Rather than arresting her, police obtained her consent to search her home, and after some time, it became apparent the mom had been set up. Asked who would ever do such a thing, she thought of the Easters, who had unsuccessfully sued her in Orange County civil court over punishment she had given their son while serving as a schoolyard monitor.
Further investigation revealed the call to police was made from a hotel next to Kent Easter's law office, according to authorities. He's scheduled to be tried next month.

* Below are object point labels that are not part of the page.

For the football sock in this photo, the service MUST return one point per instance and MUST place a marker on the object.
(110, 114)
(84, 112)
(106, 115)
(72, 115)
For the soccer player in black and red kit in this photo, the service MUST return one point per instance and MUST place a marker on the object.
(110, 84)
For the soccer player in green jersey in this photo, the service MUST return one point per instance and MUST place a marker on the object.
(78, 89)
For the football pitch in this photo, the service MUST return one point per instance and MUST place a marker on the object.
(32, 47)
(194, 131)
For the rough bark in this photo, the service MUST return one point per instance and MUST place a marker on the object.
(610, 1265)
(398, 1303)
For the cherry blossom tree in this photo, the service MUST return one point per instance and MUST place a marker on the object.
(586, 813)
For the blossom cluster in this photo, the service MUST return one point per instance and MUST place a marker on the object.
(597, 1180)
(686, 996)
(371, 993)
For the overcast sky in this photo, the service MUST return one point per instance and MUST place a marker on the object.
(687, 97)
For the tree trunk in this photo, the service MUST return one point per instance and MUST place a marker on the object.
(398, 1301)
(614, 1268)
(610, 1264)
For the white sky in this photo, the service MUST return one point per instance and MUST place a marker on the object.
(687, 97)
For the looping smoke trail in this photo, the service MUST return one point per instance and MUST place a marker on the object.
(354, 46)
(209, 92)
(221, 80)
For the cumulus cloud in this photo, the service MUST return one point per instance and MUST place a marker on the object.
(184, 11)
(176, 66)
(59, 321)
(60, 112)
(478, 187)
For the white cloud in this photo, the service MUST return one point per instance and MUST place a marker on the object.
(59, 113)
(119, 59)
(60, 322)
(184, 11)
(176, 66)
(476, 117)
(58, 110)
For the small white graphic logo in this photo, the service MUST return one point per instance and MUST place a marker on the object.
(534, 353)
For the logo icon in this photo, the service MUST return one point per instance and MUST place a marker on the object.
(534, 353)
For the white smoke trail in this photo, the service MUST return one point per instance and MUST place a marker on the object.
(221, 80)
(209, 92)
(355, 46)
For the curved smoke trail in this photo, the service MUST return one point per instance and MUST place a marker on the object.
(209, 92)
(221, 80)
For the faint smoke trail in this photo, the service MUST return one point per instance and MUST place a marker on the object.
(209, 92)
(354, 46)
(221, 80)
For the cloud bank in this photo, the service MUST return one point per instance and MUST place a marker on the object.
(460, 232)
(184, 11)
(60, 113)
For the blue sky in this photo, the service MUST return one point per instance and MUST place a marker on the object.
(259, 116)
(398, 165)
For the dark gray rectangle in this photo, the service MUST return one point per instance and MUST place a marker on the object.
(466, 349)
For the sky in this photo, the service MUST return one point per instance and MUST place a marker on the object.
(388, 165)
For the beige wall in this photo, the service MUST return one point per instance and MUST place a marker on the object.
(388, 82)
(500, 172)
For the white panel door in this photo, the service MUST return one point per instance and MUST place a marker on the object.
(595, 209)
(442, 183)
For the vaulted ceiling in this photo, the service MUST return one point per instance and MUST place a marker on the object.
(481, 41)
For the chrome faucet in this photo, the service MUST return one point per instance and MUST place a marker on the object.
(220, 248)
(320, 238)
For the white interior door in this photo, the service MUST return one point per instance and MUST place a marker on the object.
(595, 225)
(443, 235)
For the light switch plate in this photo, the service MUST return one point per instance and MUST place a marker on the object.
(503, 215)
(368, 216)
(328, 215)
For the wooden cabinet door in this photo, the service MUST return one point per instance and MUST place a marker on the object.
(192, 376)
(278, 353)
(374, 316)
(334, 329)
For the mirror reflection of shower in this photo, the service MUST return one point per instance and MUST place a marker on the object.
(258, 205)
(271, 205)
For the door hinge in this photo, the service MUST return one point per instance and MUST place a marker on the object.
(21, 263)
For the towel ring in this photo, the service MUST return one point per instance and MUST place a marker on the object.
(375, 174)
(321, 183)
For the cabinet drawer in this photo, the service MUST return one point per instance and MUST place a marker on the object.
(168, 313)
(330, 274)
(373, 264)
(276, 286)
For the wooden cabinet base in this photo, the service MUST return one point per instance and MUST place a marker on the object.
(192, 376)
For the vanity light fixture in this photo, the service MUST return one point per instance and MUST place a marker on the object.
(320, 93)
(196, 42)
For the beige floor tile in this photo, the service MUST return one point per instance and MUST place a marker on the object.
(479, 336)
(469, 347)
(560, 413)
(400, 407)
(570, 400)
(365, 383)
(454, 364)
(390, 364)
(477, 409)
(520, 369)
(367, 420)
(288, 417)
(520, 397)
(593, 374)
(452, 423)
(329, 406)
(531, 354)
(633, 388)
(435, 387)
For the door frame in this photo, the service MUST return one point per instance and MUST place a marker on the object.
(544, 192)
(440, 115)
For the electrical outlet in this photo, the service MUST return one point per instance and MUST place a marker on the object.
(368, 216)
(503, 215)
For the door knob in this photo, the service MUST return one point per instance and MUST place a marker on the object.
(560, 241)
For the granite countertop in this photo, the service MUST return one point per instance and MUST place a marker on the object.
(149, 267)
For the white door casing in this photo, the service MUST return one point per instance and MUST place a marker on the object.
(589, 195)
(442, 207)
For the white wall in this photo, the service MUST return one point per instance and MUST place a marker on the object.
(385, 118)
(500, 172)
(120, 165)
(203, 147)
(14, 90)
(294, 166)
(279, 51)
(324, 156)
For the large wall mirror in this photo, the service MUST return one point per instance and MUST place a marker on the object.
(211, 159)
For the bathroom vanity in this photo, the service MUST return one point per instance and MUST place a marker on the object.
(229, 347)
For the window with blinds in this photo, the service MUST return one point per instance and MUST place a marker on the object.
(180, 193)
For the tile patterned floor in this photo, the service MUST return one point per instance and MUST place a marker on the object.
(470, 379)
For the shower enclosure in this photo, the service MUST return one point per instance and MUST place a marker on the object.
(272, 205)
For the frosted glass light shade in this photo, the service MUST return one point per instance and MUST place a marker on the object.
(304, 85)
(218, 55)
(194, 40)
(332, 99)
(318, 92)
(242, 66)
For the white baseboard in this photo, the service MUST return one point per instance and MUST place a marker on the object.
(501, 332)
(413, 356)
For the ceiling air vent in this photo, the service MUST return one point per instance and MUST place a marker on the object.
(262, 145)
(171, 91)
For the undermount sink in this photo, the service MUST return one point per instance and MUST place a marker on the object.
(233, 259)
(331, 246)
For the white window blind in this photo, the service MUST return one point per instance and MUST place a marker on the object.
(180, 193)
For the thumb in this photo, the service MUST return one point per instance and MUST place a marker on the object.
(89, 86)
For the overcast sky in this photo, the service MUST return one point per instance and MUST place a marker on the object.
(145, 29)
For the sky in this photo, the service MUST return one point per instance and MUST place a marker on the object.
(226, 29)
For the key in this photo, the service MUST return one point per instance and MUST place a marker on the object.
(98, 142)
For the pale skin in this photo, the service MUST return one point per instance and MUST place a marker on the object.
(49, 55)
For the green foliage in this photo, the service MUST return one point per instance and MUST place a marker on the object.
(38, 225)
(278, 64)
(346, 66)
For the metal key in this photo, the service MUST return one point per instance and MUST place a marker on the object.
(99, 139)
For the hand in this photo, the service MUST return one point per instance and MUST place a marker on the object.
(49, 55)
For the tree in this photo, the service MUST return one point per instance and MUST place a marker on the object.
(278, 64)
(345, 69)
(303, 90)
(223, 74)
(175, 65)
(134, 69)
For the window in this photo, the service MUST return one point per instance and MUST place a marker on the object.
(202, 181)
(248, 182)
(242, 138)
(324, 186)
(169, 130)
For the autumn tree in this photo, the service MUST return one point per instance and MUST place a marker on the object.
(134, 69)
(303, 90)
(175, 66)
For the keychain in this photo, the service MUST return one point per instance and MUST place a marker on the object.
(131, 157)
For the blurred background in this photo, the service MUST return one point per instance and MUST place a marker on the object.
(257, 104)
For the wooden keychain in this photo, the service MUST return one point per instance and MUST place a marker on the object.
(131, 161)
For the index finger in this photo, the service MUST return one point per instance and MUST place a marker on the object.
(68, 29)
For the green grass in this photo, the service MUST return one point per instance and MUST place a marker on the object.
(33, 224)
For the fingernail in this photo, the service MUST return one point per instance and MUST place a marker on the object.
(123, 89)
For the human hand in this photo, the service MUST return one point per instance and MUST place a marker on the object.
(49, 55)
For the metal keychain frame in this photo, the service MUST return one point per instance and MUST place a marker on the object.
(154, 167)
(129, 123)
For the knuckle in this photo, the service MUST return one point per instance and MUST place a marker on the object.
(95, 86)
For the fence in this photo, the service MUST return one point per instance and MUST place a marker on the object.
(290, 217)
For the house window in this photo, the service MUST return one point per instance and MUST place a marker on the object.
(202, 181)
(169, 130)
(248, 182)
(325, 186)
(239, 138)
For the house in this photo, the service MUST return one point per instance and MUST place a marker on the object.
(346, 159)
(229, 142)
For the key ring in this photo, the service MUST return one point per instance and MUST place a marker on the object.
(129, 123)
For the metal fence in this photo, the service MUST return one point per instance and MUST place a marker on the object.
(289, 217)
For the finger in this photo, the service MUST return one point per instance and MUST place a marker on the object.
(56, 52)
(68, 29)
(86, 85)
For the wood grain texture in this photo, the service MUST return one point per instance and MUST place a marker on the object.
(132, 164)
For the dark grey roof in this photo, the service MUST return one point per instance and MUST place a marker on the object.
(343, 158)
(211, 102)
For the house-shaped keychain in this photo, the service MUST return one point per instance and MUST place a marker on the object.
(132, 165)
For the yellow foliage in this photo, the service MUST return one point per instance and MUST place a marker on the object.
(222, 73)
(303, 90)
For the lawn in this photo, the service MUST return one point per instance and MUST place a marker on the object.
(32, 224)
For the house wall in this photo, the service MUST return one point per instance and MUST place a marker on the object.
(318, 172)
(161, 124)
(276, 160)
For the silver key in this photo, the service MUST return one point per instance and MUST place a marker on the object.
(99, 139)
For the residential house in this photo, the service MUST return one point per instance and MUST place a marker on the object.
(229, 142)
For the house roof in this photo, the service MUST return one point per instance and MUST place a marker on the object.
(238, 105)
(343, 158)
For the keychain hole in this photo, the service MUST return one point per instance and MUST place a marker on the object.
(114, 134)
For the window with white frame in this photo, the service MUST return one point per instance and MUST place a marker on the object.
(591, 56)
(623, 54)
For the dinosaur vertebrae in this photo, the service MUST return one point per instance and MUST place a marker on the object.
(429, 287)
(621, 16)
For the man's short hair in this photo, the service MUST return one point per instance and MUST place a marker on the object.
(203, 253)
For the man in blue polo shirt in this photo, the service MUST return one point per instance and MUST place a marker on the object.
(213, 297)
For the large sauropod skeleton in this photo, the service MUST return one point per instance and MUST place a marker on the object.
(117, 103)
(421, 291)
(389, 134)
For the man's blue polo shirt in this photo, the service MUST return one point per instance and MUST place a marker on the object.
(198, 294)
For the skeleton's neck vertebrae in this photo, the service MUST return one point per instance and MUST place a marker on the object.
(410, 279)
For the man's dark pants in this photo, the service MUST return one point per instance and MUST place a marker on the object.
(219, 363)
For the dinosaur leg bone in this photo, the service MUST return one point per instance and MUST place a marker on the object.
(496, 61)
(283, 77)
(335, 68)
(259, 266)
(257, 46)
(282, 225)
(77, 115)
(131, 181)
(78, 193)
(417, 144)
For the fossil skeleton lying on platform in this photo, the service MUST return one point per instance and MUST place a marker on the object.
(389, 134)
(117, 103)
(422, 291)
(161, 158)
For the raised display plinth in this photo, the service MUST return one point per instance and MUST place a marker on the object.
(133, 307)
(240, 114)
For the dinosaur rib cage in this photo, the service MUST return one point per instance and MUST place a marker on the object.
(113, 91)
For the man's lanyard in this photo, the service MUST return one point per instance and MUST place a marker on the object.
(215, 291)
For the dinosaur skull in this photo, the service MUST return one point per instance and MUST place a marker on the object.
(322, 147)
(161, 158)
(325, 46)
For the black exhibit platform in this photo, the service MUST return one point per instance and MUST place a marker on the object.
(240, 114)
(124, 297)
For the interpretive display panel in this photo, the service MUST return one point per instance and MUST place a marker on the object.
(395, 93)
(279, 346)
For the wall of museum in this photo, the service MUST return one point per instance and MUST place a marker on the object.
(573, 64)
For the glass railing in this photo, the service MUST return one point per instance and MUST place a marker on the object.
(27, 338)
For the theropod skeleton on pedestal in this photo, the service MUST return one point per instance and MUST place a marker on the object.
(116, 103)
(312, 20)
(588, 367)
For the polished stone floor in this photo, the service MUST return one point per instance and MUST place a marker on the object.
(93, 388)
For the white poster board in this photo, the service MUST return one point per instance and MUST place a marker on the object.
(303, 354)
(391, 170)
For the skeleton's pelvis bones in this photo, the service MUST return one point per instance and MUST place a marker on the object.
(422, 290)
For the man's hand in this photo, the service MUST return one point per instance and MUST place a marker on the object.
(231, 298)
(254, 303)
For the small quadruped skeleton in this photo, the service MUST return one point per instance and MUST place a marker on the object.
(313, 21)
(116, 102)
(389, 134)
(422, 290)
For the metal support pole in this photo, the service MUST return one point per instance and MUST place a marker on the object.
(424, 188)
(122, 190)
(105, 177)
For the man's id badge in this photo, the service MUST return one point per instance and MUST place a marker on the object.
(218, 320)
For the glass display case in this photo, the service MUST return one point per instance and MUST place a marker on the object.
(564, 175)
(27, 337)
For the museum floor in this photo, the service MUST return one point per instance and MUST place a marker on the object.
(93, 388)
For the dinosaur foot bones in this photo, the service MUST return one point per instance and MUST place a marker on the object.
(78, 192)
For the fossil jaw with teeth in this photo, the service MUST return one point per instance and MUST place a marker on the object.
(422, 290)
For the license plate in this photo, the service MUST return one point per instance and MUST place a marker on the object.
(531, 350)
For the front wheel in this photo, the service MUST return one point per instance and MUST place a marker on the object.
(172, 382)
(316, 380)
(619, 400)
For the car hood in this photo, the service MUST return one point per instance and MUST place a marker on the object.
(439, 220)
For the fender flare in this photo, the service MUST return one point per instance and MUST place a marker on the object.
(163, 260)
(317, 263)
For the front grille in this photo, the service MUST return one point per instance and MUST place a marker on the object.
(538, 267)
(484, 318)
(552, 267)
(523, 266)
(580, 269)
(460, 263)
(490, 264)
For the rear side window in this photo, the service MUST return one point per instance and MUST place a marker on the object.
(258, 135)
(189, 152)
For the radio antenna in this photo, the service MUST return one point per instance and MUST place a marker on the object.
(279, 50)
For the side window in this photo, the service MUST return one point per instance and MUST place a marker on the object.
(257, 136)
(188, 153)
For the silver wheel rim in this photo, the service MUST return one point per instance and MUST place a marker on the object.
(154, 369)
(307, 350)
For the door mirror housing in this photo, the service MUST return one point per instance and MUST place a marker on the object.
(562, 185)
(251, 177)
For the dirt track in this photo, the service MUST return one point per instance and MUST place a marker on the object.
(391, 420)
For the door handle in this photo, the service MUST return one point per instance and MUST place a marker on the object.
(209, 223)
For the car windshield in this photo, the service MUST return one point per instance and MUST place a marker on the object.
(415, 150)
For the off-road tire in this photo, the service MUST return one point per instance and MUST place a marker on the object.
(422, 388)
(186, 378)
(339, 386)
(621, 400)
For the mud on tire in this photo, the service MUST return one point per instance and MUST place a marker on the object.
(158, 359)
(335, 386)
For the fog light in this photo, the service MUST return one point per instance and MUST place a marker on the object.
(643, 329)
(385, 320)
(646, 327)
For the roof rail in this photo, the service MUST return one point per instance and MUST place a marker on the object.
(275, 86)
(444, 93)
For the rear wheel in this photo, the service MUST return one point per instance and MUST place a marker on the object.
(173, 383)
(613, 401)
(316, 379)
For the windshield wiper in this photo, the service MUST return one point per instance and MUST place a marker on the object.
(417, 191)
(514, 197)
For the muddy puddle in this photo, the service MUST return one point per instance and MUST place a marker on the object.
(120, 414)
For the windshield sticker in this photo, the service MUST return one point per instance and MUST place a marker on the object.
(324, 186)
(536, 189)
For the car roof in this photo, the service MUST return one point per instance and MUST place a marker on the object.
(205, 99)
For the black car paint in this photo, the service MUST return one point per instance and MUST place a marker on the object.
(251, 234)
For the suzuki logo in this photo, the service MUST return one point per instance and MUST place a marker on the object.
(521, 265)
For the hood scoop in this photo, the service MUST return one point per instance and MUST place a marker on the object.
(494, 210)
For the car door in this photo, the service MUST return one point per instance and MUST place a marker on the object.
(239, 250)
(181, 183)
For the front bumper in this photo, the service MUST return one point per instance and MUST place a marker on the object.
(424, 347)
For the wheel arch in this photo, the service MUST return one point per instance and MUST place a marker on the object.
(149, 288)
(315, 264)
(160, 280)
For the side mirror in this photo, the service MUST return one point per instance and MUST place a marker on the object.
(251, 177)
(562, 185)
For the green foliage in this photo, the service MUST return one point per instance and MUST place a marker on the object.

As part of Jill Easter's plea deal, charges of conspiracy to procure the false arrest and charging of the volunteer and conspiracy to false report a crime were dismissed. She is now scheduled to finish her community service with a nonprofit that aids the disabled, but if she fails, she could have to finish her complete one-year jail stretch when she reports Dec. 27, the judge told her last week.
"It's my hope Ms. Easter turns things around," said Hoffer, according to City News Service's Paul Anderson, who also quotes her attorney, Paul Meyer, saying the plea bargain was a "very fair resolution.''
No one seemed more pleased than the woman Jill Easter hassled and the victim's attorney, Rob Marcereau.
"We're pleased Jill Easter has been found guilty of the most serious felony count she was charged with," Marcereau said. "Up until now, she has claimed innocence.''
His client and her family, who are suing the Easters in civil court, were also pleased that Jill Easter will do time behind bars "as opposed to home confinement or ankle monitoring," according to Marcereau, who added they are also pleased as punch Hoffer imposed a restraining order, preventing Irvine's mother from hell from getting near them.
UPDATE, NOV. 5, 9:19 A.M.: Prosecutors on Monday dropped felony charges against Kent Wycliffe Easter of conspiracy and false imprisonment as a matter of legal housekeeping to keep the drug-planting case against him "simple," according to the prosecutor.
Up next ...
That leaves a second count of false imprisonment against Easter, who still faces up to three years in prison with a conviction, Deputy District Attorney Chris Duff told City News Service.
Jury selection begins today.
Meanwhile, the attorney for the school volunteer who was a victim in the case against the 40-year-old Irvine man and his now-convicted wife disclosed the civil lawsuit against the Easters is on hold until the criminal complaints are resolved. That suit alleges false imprisonment, intentional infliction of emotional distress and negligent infliction of emotional distress.